The ADB urged the governments of labor exporting Asian countries to "lift restrictions requiring emigrants to use employment agencies," noting that many Filipinos and Indonesians rely on these headhunters for overseas job placements.

"It is not unusual for agencies to charge high fees which leave little surplus for transferring back home."

Meanwhile, the Philippines central bank said Tuesday it has ordered banks and other remittance service providers to disclose transaction costs and fees for money transfers.

The regulation would allow the users to "make informed decisions on how best to effect money transfers," provides incentives to lower fees to remain competitive, and "in turn would maximize inflows through formal channels," a central bank statement said.

Asia's bank systems stable though China faces rising vulnerability, says S&P 06/27 1:00:54 PM

HONG KONG - Banking systems in Asia have achieved a good measure of stability although that in China is facing increasing vulnerability from rapid credit expansion, said Standard & Poor's Ratings Services Tuesday.

"The situation in Asia reflects the improved financial profiles of banks across the region," said Standard & Poor's credit analyst Ritesh Maheshwari.

"Healthy macro factors and strong earnings have boosted bank performance and lifted asset quality in the past few years, and risk-management practices and regulatory environments generally have strengthened," Maheshwari noted.

Nevertheless, Asian banking systems continue to face medium-to-high economic and industry risks, unexpected shocks, and the inevitable future cyclical slowdown.
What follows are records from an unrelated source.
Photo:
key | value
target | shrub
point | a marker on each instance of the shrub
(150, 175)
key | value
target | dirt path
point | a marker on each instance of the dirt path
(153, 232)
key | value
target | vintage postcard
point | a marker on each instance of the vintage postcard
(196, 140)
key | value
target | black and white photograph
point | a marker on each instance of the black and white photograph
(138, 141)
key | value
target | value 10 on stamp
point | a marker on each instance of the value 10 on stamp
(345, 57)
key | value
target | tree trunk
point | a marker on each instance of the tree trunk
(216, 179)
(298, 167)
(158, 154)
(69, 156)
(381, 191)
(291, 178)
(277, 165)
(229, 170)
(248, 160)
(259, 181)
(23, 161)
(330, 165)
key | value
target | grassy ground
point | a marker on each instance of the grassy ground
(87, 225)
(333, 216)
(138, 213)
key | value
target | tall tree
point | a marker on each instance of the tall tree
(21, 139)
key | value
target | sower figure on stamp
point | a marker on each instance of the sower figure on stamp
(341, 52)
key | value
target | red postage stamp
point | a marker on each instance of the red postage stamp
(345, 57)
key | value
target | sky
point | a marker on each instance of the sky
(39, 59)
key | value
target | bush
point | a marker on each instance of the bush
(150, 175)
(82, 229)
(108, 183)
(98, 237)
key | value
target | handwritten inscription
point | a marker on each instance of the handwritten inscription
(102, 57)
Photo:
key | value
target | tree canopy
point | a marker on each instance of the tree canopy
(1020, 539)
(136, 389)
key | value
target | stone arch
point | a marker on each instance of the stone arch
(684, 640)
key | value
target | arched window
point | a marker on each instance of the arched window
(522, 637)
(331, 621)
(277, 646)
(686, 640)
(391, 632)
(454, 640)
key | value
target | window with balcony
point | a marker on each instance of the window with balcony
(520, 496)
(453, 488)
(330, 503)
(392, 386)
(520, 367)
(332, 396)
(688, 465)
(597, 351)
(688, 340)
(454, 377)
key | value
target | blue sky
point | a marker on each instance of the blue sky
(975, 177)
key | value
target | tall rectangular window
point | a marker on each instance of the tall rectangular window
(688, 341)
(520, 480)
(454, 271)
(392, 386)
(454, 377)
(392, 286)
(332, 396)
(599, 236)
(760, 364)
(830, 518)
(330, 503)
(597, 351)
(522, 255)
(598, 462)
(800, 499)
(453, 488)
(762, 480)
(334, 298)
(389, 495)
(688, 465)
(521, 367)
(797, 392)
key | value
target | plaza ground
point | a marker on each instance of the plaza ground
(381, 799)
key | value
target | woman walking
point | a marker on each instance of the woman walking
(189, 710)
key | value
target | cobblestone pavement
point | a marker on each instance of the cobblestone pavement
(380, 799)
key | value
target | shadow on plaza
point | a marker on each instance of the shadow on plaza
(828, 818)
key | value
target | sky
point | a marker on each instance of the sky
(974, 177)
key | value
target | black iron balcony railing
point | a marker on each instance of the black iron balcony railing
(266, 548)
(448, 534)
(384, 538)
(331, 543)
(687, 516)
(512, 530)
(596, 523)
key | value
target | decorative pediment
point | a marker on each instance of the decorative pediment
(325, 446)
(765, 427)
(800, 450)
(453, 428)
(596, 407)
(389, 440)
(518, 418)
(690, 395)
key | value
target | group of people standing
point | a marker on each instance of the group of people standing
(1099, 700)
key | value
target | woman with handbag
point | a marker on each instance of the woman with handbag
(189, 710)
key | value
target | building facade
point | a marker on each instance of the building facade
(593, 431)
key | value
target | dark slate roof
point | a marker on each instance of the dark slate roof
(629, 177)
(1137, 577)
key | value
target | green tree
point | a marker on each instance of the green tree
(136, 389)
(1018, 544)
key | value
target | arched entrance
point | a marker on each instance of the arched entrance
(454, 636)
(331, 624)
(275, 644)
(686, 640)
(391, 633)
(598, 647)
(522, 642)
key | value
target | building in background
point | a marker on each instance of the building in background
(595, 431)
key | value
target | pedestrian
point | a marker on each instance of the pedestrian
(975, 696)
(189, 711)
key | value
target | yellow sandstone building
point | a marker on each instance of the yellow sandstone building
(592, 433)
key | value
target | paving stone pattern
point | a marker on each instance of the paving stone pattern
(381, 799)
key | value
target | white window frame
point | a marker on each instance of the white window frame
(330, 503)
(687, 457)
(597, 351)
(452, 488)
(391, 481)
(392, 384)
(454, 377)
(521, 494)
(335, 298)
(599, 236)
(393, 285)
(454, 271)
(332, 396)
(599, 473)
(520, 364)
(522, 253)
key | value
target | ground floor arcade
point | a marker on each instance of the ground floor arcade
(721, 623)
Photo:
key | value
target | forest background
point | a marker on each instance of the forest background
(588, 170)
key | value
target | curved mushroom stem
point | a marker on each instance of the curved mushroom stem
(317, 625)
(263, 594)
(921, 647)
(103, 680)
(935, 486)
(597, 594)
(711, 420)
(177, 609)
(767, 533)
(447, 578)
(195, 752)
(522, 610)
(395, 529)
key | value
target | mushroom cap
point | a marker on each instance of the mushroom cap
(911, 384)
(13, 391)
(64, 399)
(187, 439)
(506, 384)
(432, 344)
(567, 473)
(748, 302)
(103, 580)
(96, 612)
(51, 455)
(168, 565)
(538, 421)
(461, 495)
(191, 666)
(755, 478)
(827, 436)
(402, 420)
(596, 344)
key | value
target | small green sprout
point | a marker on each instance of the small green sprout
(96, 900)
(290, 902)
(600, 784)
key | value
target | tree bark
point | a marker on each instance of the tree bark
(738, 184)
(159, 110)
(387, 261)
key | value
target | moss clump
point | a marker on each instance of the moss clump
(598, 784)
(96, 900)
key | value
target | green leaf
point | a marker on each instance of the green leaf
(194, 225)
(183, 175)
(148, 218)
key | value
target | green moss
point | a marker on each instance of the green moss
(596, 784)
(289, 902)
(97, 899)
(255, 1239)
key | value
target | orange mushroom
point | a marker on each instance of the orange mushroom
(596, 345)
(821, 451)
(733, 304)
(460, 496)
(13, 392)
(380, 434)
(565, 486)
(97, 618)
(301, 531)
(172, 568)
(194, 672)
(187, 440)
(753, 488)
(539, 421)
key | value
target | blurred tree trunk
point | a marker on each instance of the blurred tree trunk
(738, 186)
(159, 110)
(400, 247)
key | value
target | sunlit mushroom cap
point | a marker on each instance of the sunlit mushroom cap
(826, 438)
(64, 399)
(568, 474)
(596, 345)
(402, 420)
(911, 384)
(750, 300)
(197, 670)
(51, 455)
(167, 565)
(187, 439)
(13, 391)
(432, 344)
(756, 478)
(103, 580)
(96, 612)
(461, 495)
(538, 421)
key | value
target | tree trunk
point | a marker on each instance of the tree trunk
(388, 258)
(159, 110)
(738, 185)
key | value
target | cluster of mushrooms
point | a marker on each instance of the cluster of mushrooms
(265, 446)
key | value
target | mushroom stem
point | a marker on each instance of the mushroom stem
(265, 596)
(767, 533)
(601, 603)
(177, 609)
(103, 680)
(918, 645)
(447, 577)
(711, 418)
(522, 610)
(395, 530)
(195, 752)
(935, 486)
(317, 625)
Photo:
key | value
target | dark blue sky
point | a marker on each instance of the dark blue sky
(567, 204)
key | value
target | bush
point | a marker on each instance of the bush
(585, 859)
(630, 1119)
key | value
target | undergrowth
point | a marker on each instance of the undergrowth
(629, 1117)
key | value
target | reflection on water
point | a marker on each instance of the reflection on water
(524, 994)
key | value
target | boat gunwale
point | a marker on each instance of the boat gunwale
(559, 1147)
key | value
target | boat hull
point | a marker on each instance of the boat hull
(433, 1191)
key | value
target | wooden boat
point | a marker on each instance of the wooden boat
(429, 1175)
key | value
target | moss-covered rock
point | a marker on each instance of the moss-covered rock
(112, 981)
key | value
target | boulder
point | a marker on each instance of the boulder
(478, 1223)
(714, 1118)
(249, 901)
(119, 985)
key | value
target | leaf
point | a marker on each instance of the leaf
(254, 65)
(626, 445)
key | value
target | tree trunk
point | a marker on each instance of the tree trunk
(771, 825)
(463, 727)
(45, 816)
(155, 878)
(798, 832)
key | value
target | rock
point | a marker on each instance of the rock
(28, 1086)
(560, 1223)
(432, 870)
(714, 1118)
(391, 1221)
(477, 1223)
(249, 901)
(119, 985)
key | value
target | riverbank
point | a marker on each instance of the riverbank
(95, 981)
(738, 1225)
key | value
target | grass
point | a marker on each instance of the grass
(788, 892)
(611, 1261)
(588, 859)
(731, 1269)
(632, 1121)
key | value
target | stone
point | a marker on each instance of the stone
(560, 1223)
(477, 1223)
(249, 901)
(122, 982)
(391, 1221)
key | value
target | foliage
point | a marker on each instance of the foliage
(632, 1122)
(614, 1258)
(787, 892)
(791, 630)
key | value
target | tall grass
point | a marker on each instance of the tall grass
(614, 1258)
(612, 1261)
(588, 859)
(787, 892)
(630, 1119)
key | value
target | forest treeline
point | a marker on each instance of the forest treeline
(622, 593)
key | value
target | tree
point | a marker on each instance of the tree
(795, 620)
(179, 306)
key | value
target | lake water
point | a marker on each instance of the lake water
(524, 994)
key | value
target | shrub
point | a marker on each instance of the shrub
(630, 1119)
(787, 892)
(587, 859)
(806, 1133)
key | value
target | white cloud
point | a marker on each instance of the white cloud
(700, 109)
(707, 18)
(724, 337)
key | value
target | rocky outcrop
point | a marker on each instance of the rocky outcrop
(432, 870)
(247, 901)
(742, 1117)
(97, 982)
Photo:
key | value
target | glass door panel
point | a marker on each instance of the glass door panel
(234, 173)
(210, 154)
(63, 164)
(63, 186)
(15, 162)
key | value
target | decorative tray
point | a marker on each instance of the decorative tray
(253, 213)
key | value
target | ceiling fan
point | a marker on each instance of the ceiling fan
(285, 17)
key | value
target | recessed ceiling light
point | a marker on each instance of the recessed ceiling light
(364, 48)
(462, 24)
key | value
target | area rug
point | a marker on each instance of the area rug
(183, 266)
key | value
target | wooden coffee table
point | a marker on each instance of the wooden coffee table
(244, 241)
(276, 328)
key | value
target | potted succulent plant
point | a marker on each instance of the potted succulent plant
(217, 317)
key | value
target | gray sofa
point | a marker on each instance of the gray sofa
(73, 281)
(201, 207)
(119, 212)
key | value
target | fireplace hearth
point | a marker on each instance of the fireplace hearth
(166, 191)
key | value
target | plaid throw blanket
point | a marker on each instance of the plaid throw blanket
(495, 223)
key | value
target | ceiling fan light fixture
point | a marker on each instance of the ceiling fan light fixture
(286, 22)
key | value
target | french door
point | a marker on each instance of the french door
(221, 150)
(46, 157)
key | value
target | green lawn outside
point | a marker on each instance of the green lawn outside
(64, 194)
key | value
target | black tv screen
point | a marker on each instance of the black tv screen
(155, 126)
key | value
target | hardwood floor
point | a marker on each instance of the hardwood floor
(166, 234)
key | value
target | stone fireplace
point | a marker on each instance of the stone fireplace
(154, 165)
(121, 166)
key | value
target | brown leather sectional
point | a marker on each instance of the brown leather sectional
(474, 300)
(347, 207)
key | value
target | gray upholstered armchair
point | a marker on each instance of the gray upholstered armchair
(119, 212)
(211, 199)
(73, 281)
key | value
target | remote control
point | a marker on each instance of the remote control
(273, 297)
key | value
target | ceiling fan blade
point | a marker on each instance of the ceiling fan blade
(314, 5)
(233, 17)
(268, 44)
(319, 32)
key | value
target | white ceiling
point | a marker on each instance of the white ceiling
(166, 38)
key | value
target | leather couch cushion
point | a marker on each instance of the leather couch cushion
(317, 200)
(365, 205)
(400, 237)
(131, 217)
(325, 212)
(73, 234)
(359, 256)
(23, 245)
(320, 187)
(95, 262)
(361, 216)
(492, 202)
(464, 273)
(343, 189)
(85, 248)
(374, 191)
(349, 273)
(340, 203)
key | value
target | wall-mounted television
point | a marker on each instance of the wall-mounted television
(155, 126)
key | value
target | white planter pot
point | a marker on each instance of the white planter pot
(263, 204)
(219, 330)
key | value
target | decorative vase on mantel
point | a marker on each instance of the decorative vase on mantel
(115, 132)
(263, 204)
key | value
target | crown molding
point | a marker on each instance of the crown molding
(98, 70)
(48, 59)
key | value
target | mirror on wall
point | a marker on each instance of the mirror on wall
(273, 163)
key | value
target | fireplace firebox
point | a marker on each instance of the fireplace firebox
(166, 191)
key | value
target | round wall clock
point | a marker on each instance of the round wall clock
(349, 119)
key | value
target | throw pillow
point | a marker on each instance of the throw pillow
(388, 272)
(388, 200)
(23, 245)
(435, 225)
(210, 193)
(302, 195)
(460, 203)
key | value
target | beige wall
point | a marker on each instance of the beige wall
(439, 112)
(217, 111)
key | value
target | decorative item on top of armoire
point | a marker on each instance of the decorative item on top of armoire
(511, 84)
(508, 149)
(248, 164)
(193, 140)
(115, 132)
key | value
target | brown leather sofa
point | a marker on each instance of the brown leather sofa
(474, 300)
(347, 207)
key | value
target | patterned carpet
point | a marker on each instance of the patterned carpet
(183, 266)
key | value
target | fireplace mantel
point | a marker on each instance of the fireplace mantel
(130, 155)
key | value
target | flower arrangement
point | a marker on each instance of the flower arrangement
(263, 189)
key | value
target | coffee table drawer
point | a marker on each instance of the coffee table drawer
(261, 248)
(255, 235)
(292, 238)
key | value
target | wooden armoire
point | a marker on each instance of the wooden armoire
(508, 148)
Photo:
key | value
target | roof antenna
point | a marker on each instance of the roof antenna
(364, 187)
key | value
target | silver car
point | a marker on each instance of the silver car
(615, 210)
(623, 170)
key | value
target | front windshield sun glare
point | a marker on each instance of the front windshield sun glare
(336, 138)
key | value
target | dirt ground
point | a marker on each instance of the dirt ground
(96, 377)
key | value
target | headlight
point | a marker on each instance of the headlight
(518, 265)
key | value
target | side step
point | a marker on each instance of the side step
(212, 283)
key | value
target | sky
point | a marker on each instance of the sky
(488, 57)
"An economic slowdown would be the litmus test for the banks' credit-risk-management systems, though it should be noted that banking systems will face the potential challenges from a position of strength, given the structural improvements made since the Asian financial crisis," said Standard & Poor's credit analyst Ping Chew.

China's increasing vulnerability of the banking system reflects high economic and industry risk in the sector, despite improvements in its fundamentals in the past few years, said Chew.

"Although the banks in China are increasingly operating on a commercial basis, their developing credit and risk management systems are likely to be severely stretched by rapidly changing economic conditions and the relatively high gearing of the corporate sector," said Standard & Poor's credit analyst Ryan Tsang.

A rapid rise in interest rates or renminbi could further stretch China's embryonic banking system.

Standard & Poor's estimates that if the Chinese renminbi appreciates by 25% and interest rate increases by 200 basis points-- both rapidly-- the corporate sector's net profit could decrease by about one-third and the banking sector's NPLs ratio could rise by up to nine percentage points, should both sectors fail to take any countermeasures to mitigate risks and losses.